Costs and Benefits in Education
It's that time of year again, when students are deciding where they're going to go to college. And the NYT is on the case. Today Greg Mankiw tells us that "the financial return to education" has never been higher:
In 1980, each year of college raised a person's wage by 7.6 percent. In 2005, each year of college yielded an additional 12.9 percent. The rate of return from each year of graduate school has risen even more -- from 7.3 to 14.2 percent.
So we know that the benefits of going to college are high. Meanwhile, the costs, according to David Leonhardt, are actually going down, at least at the most elite universities, such as Harvard, where Mankiw teaches:
In less than five years, the entire tuition and financial aid system at the nation's top colleges has been overhauled. Today, it looks a lot like a highly progressive tax code, in which the affluent are bearing an enormous share of the overall tuition burden. No matter how high the published cost -- almost $50,000, typically -- these top universities have become significantly more affordable for the majority of students.
But the overwhelming majority of college students don't go to Harvard or even elite state schools like Berkeley. Instead, says MP Dunleavey, they're making choices like the one facing Taylor Glauser: should he go to the State University of New York at Potsdam, or should he go to Mercyhurst, a small private college in Pennsylvania which will cost him $15,000 a year even after $20,000 in grants and scholarships? Would spending the extra money be worth it, over the long term?
Both Dunleavey and Leonhardt cite Princeton's Alan Krueger, who's done the most research into this question. Krueger's main finding is that it makes very little sense from a financial perspective to go deep into debt just for the sake of attending a private college. Once you control for things like SAT scores, it turns out that attending a more prestigious university does not actually improve your lot in life.
But as Leonhardt notes, there is one exception to this rule:
Recent research also suggests that lower-income students benefit more from an elite education than other students do. Two economists, Alan B. Krueger and Stacy Berg Dale, studied the earnings of college graduates and found that for most, the selectivity of their alma maters had little effect on their incomes once other factors, like SAT scores, were taken into account. To use a hypothetical example, a graduate of North Carolina State who scored a 1200 on the SAT makes as much, on average, as a Duke graduate with a 1200. But there was an exception: poor students. Even controlling for test scores, they made more money if they went to elite colleges. They evidently gained something like closer contact with professors, exposure to new kinds of jobs or connections that they couldn't get elsewhere.
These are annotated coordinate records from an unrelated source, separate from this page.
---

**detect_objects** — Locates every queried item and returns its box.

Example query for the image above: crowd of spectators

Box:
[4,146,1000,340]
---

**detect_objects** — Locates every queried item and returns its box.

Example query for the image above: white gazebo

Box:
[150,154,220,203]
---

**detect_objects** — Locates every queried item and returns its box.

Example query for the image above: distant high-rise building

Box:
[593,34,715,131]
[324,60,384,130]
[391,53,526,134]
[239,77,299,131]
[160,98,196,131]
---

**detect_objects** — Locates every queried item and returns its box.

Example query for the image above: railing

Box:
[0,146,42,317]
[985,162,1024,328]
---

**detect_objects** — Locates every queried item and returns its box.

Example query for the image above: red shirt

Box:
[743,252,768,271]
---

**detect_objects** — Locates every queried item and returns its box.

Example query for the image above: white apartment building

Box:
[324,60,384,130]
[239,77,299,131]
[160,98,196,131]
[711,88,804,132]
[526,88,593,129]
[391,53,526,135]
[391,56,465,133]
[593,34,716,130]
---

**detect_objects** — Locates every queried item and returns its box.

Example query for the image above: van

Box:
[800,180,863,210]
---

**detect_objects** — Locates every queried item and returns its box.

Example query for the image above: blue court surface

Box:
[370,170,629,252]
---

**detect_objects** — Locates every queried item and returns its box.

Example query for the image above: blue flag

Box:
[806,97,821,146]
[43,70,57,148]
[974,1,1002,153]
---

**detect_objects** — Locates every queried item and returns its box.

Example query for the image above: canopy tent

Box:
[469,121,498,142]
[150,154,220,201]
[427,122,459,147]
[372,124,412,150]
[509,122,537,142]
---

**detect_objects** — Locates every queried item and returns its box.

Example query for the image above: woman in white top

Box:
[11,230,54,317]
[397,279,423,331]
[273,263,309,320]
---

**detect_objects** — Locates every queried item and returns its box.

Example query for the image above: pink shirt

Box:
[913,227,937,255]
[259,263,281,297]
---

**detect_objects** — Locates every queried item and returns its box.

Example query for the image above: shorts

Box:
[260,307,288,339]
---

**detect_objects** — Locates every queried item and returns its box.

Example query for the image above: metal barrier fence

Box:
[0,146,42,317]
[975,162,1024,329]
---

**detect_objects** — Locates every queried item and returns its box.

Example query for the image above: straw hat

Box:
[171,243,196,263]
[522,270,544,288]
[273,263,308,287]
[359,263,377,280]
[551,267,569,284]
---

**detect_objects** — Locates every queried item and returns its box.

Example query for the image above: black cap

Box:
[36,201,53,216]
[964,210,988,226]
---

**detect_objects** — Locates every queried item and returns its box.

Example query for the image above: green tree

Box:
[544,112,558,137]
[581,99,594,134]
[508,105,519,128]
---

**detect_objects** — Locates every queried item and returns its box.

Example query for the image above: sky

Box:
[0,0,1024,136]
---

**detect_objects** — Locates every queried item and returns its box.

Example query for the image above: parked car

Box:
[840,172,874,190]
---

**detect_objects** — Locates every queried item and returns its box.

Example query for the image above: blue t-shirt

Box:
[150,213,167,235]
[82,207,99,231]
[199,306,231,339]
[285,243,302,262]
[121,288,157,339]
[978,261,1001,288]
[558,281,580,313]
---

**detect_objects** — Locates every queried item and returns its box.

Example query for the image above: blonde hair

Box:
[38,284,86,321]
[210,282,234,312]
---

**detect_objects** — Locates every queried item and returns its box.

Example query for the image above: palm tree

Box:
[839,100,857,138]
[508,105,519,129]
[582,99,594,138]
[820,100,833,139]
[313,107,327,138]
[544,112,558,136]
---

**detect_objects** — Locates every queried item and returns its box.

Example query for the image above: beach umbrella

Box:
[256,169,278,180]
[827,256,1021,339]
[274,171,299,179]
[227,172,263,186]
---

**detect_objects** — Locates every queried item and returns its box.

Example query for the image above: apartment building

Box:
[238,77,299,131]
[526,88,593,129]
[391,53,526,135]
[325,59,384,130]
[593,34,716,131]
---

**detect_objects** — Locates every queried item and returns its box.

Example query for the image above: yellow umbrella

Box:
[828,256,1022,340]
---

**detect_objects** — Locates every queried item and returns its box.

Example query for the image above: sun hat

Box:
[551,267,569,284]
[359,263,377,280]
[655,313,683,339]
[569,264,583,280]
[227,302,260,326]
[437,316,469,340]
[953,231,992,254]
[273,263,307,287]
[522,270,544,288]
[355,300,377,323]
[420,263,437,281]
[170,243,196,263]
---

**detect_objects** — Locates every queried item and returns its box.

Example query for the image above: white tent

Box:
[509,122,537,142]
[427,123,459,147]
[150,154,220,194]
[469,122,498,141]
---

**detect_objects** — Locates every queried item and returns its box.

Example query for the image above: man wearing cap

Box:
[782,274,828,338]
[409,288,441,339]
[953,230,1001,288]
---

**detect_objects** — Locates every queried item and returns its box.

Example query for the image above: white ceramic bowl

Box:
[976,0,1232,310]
"Low-income children," says Mr. Krueger, a Princeton professor, "gain the most from going to an elite school."
I find this a very intuitive result. Just as we saw with secondary school, middle-class kids tend to do pretty well wherever they're educated, which makes it ironic that middle-class parents are the ones who stress the most about where their kids go to school. Meanwhile, the poor, who really do benefit from a better education, are the ones overlooked. As Leonhardt notes:
Given all this, some have argued that Harvard, Yale and other universities are mistaken in giving financial aid to upper-middle-class students rather than using the money to recruit more low-income students.
He gives some not-particularly-convincing reasons why it might make sense to concentrate on the middle classes, but the main takeaway is still clear: if you're the kind of person who reads Market Movers, and you're facing big choices in terms of school, then you're probably worrying far too much, it really doesn't matter all that much in the long term. But if you're an educational institution and you really want to maximize your value added, or whatever the jargon might be, then by far the best way of doing that is to get as many poor students as possible.